Nvidia, Intel tout MLPerf benchmarking performance

It’s MLPerf time again. Just two months after MLCommons released results of its MLPerf AI and machine learning inference benchmark program, this week saw the release of results from the AI and ML training program, Version 2.1.

Nvidia again had an impressive showing. In the AI inference results showcased back in September, the company’s H100 Tensor Core GPU performed well in its benchmarking debut. This time around, in the v2.1 benchmark program, the H100 “delivered up to 6.7x more performance than previous-generation GPUs when they were first submitted on MLPerf training,” according to Dave Salvator, director of product marketing, accelerated cloud computing, at Nvidia.

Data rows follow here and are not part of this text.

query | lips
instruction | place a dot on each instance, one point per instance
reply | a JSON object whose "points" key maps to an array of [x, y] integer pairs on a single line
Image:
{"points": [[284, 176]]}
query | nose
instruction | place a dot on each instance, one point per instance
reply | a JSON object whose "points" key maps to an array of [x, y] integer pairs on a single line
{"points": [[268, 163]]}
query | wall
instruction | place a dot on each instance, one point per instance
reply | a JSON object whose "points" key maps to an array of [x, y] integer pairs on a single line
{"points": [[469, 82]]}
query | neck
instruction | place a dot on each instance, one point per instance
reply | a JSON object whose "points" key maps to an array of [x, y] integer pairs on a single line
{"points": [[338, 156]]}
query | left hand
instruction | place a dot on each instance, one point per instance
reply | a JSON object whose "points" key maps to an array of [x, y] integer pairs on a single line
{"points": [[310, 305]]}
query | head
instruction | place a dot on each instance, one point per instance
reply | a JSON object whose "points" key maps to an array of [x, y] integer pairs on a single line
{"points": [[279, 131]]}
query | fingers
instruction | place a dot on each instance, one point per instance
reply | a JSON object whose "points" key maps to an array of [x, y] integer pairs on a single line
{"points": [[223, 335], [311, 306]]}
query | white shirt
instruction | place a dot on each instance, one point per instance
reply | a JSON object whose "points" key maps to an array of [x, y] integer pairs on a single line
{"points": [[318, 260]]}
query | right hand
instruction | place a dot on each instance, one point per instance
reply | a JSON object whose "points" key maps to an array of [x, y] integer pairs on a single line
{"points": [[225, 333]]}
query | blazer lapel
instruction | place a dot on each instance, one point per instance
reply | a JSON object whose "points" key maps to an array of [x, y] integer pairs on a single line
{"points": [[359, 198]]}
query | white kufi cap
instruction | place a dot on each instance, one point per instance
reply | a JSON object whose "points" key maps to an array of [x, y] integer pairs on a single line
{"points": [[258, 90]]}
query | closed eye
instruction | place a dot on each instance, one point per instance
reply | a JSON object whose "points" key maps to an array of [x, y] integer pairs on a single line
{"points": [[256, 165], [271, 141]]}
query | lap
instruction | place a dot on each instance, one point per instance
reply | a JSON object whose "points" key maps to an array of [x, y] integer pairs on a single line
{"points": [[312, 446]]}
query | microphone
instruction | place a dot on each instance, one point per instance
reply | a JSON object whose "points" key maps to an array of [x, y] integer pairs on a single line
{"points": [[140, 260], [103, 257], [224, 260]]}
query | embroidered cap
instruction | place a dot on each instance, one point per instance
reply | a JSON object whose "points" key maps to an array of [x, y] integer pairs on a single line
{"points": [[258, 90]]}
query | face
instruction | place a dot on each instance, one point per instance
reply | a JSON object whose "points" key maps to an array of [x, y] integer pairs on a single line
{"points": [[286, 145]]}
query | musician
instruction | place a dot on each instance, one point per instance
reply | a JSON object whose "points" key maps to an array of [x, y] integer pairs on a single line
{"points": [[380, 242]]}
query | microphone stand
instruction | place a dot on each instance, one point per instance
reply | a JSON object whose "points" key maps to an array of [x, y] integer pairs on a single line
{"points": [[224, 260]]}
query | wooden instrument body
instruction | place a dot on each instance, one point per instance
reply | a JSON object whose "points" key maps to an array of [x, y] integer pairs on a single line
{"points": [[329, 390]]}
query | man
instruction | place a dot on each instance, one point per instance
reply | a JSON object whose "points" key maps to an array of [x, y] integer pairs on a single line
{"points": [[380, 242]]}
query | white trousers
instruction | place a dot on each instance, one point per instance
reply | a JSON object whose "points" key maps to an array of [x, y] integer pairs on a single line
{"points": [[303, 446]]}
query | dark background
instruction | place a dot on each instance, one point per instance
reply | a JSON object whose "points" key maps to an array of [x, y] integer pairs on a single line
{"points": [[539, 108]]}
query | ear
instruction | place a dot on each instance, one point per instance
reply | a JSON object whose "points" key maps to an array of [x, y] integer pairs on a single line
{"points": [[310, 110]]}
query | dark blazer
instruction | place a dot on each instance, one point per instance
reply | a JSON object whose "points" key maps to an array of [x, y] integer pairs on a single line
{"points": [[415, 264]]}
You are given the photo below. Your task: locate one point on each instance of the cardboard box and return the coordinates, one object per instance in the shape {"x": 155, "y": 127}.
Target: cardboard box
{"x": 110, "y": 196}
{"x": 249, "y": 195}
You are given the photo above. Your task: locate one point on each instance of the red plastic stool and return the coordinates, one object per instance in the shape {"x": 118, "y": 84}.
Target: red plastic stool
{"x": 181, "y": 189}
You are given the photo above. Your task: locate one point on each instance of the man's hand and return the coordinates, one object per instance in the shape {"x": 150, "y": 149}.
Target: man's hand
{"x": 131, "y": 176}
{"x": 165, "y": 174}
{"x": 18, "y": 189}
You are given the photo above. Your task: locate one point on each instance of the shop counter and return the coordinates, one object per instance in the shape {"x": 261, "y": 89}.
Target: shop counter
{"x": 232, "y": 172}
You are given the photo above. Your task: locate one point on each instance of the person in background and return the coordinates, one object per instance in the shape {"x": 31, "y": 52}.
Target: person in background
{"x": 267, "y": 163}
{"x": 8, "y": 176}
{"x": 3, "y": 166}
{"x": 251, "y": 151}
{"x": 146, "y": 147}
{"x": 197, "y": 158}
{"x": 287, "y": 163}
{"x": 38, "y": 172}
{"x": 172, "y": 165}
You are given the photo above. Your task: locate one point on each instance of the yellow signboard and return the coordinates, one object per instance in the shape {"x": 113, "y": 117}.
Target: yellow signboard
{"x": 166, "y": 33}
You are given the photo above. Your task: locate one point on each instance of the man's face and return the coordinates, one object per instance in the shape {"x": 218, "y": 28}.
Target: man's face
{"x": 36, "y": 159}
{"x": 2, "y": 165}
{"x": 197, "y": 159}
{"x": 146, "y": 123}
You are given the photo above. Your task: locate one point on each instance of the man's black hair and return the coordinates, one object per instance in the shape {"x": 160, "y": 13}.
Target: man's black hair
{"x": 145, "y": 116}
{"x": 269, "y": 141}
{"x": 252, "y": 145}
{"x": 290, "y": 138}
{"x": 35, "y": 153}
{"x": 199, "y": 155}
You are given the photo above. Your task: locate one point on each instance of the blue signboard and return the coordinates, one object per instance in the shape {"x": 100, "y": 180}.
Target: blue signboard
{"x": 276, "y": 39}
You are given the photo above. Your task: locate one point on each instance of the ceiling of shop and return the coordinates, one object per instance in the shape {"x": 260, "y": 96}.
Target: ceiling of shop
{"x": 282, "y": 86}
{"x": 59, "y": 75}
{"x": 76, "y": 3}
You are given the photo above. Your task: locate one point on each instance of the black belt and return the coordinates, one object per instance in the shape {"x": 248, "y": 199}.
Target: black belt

Salvator has previously noted that the H100’s superior performance can be traced to the Hopper architecture and Hopper’s tightly integrated transformer engine.

Still, the previous-generation Nvidia A100 has not been kicked to the curb. Salvator said in a blog post that Nvidia’s A100 GPUs “swept all tests of training AI models in demanding scientific workloads run on supercomputers… For example, A100 GPUs trained AI models in the CosmoFlow test for astrophysics 9x faster than the best results two years ago in the first round of MLPerf HPC. In that same workload, the A100 also delivered up to a whopping 66x more throughput per chip than an alternative offering.”

Intel, for its part, said both its 4th Generation Xeon Scalable processor (code-named Sapphire Rapids) and its Habana Gaudi2 dedicated deep learning accelerator, which Intel launched back in May, performed well in benchmarking.

The company said in a statement that “results show that 4th Gen Intel Xeon Scalable processors are expanding the reach of general-purpose CPUs for AI training, so customers can do more with Xeons that are already running their businesses.”

The statement added, “The DLRM results are great examples of where we were able to train the model in less than 30 minutes (26.73) with only four server nodes. Even for mid-sized and larger models, 4th Gen Xeon processors could train BERT and ResNet-50 models in less than 50 minutes (47.26) and less than 90 minutes (89.01), respectively. Developers can now train small DL models over a coffee break, mid-sized models over lunch and use those same servers connected to data storage systems to utilize other analytics techniques like classical machine learning in the afternoon. This allows the enterprise to conserve deep learning processors, like Gaudi2, for the largest, most demanding models.”

The good results come as Intel has faced increasing competition on the CPU front. The company this week launched its Max series of products, which includes a Xeon high-bandwidth memory CPU and a data center GPU, and which analyst Jack Gold described as “critical to Intel’s market success.”